Présidentielle au Cameroun : le FSNC dénonce des « fraudes flagrantes » et claque la porte de la commission électorale

Scène tendue, vendredi 18 octobre, à Yaoundé. Selon plusieurs témoins, le représentant du Front pour le Salut National du Cameroun (FSNC), le parti d’Issa Tchiroma Bakary, a quitté la salle des travaux de la commission de recensement général des votes, dénonçant ce qu’il a qualifié de « fraudes flagrantes ».
L’incident est survenu alors que la commission avait déjà achevé la compilation des résultats dans cinq régions : le Sud-Ouest, les trois régions septentrionales et l’Est. Ce sont justement les procès-verbaux de ces deux dernières régions — l’Est et le Sud-Ouest — qui ont éveillé les soupçons du camp Tchiroma.
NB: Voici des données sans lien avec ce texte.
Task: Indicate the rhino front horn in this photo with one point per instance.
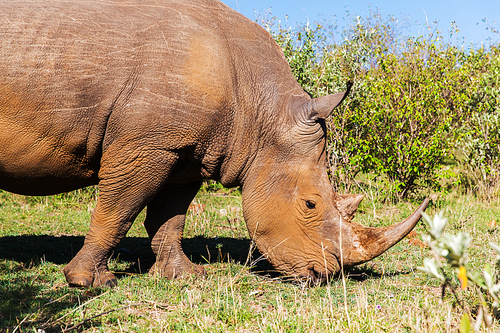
(322, 107)
(361, 244)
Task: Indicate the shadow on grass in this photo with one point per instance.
(24, 292)
(33, 250)
(136, 252)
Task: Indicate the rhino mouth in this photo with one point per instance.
(359, 244)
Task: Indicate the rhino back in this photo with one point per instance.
(79, 76)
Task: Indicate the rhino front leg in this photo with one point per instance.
(124, 190)
(165, 225)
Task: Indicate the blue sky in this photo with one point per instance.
(467, 14)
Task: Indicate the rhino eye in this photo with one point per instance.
(310, 204)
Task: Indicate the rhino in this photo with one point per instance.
(146, 99)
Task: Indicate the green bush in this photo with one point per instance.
(413, 101)
(481, 143)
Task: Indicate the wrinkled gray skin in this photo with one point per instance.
(147, 99)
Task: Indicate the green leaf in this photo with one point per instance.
(465, 324)
(430, 268)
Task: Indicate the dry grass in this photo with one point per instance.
(386, 294)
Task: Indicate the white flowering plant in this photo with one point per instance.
(451, 251)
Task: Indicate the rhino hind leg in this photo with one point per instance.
(90, 265)
(165, 225)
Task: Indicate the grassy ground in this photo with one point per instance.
(38, 236)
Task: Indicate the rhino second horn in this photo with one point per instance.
(361, 244)
(322, 107)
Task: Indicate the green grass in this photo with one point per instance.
(38, 236)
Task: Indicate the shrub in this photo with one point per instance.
(481, 144)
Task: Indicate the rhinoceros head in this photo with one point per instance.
(295, 218)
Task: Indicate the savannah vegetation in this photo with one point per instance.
(423, 120)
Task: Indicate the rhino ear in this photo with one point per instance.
(322, 107)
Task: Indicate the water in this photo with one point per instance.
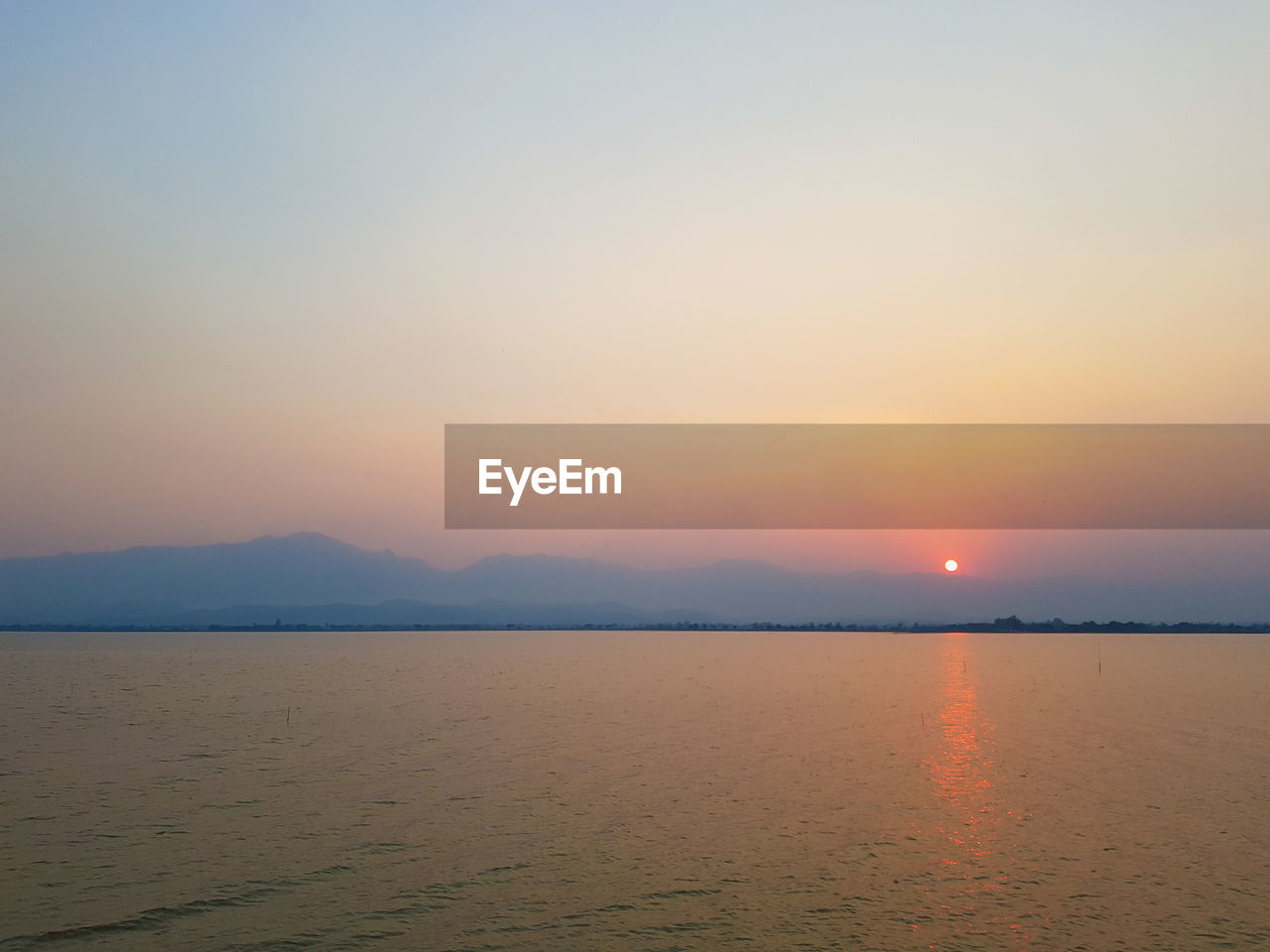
(634, 791)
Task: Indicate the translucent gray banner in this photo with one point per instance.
(857, 476)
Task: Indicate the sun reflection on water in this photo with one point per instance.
(966, 830)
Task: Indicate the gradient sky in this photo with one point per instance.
(253, 257)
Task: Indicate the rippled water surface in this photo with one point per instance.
(634, 791)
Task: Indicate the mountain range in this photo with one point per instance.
(313, 579)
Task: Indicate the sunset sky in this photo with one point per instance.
(254, 257)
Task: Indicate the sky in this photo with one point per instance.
(254, 257)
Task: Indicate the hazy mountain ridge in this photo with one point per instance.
(300, 574)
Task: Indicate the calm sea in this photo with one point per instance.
(634, 791)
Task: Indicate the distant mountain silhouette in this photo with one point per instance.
(164, 584)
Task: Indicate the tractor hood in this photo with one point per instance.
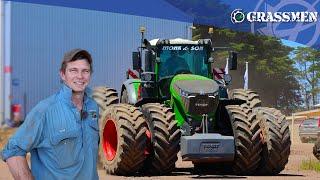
(194, 95)
(189, 84)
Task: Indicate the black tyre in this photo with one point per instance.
(122, 139)
(316, 149)
(105, 96)
(247, 140)
(164, 139)
(276, 140)
(124, 96)
(251, 98)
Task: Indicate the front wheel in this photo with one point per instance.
(276, 140)
(164, 139)
(122, 139)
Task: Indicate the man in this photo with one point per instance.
(61, 132)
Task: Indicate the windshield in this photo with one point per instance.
(183, 59)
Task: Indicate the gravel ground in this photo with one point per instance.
(299, 151)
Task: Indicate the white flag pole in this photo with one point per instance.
(246, 77)
(226, 69)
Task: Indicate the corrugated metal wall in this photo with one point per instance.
(41, 34)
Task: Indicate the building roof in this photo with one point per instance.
(155, 8)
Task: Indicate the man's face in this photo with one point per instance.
(77, 75)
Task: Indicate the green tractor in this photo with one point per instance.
(174, 104)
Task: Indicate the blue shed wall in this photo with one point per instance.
(40, 34)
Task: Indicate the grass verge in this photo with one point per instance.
(310, 164)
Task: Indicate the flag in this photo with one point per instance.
(246, 77)
(226, 69)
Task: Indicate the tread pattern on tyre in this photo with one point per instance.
(105, 96)
(131, 128)
(247, 140)
(165, 138)
(316, 149)
(276, 137)
(251, 97)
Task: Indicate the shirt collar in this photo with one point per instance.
(66, 93)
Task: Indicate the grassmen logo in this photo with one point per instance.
(238, 16)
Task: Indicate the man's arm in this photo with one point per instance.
(26, 138)
(19, 168)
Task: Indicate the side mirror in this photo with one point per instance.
(147, 44)
(149, 61)
(233, 60)
(136, 61)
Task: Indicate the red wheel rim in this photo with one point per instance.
(110, 140)
(148, 148)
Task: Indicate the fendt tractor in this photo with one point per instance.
(173, 103)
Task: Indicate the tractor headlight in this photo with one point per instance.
(184, 93)
(227, 78)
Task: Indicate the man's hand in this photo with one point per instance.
(19, 168)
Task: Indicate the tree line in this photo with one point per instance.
(285, 78)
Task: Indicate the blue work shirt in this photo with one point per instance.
(63, 144)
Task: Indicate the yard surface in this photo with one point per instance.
(299, 152)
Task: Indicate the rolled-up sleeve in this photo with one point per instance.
(26, 138)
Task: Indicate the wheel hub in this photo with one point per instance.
(110, 140)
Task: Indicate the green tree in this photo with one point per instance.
(271, 71)
(308, 63)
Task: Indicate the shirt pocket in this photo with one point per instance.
(94, 132)
(67, 147)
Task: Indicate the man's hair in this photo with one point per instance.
(73, 55)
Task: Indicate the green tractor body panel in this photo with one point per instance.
(180, 94)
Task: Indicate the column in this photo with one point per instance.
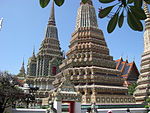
(77, 108)
(58, 106)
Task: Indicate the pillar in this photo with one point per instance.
(77, 108)
(57, 106)
(71, 107)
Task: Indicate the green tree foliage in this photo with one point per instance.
(131, 88)
(132, 9)
(9, 92)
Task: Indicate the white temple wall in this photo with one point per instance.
(29, 110)
(133, 110)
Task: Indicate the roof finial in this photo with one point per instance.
(33, 51)
(23, 62)
(146, 10)
(52, 15)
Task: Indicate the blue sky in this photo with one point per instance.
(24, 28)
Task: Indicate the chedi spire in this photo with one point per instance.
(52, 16)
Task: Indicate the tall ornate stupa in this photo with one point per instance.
(89, 65)
(41, 69)
(143, 89)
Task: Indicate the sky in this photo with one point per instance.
(24, 28)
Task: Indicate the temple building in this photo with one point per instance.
(128, 71)
(43, 67)
(143, 89)
(89, 65)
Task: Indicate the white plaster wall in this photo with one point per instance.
(133, 110)
(19, 110)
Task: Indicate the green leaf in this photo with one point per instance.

Des chiffres jugés « anormaux »
Selon le représentant du FSNC, les taux de participation y seraient « anormalement élevés » par rapport au reste du pays, accompagnés d’écarts de voix très importants en faveur du président sortant, Paul Biya. Autant d’éléments qu’il juge suffisants pour évoquer une manipulation du scrutin.
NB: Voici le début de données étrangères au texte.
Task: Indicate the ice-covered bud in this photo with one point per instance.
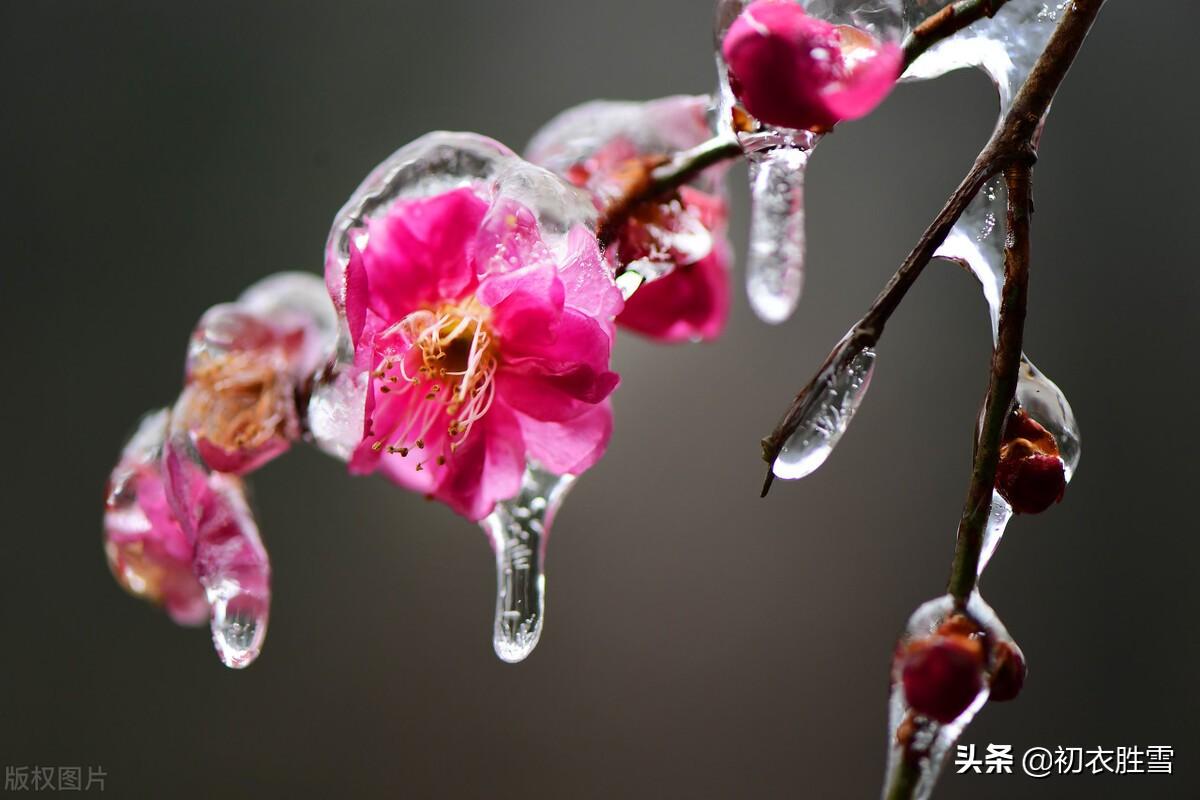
(148, 551)
(1007, 672)
(942, 674)
(796, 71)
(1031, 475)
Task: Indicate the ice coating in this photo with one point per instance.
(430, 167)
(609, 148)
(778, 158)
(929, 741)
(229, 559)
(1005, 46)
(1048, 405)
(593, 142)
(828, 410)
(519, 529)
(997, 521)
(666, 125)
(775, 259)
(148, 551)
(432, 164)
(247, 361)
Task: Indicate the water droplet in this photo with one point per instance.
(828, 410)
(777, 253)
(1048, 405)
(517, 529)
(229, 559)
(997, 521)
(239, 623)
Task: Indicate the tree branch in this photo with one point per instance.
(689, 163)
(945, 23)
(1014, 143)
(1001, 388)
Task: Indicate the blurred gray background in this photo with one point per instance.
(157, 157)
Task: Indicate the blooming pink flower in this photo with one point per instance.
(798, 72)
(148, 549)
(685, 233)
(483, 350)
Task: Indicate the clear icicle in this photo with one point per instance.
(997, 521)
(1048, 405)
(1006, 47)
(229, 559)
(930, 741)
(827, 411)
(777, 253)
(778, 158)
(517, 529)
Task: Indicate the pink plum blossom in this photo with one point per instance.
(149, 552)
(239, 398)
(484, 349)
(795, 71)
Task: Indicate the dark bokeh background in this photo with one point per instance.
(160, 156)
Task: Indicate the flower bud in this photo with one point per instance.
(1031, 475)
(795, 71)
(1007, 672)
(942, 675)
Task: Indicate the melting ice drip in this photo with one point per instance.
(933, 740)
(517, 529)
(229, 559)
(778, 160)
(1006, 47)
(828, 410)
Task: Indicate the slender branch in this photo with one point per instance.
(1002, 386)
(663, 180)
(1012, 144)
(689, 163)
(945, 23)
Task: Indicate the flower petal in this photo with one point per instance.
(571, 446)
(421, 252)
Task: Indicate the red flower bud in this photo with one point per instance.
(942, 675)
(1007, 673)
(1030, 474)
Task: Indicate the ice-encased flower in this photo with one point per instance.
(486, 341)
(802, 72)
(677, 244)
(245, 364)
(149, 552)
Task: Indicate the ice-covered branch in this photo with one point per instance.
(664, 178)
(1013, 144)
(946, 23)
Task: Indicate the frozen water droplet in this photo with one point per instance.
(1005, 46)
(775, 258)
(978, 245)
(517, 529)
(929, 741)
(148, 551)
(232, 564)
(239, 624)
(827, 411)
(228, 559)
(337, 407)
(997, 521)
(1048, 405)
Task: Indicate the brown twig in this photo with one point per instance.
(945, 23)
(689, 163)
(1014, 143)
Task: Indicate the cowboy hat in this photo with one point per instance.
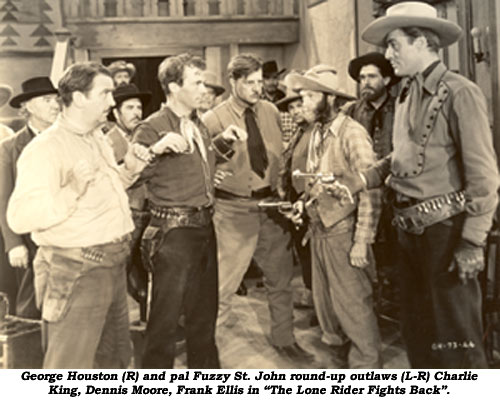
(5, 94)
(129, 91)
(210, 81)
(377, 59)
(411, 14)
(121, 65)
(270, 68)
(321, 78)
(34, 87)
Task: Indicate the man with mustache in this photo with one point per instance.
(243, 231)
(444, 174)
(375, 111)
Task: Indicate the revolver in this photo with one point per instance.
(283, 207)
(324, 178)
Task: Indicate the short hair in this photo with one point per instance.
(433, 41)
(79, 77)
(242, 65)
(171, 70)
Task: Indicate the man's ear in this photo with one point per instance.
(78, 98)
(173, 87)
Toutefois, d’après des sources internes à la commission, le représentant du FSNC n’a pas pu produire de procès-verbaux contradictoires pour appuyer ses accusations.
Le Conseil constitutionnel entre en scène
Malgré ce départ, les travaux de la commission se sont poursuivis jusqu’en fin de journée, en présence des délégués des autres candidats. La copie finale des résultats provisoires de la présidentielle doit désormais être transmise au Conseil constitutionnel, chargé d’examiner les éventuels recours dans le cadre du contentieux post-électoral.
Certains partis d’opposition envisagent déjà de demander l’annulation du scrutin, tandis que d’autres préfèrent attendre la décision finale des juges.
Le Conseil constitutionnel doit proclamer les résultats définitifs au plus tard le dimanche 26 octobre, date à laquelle le suspense prendra officiellement fin.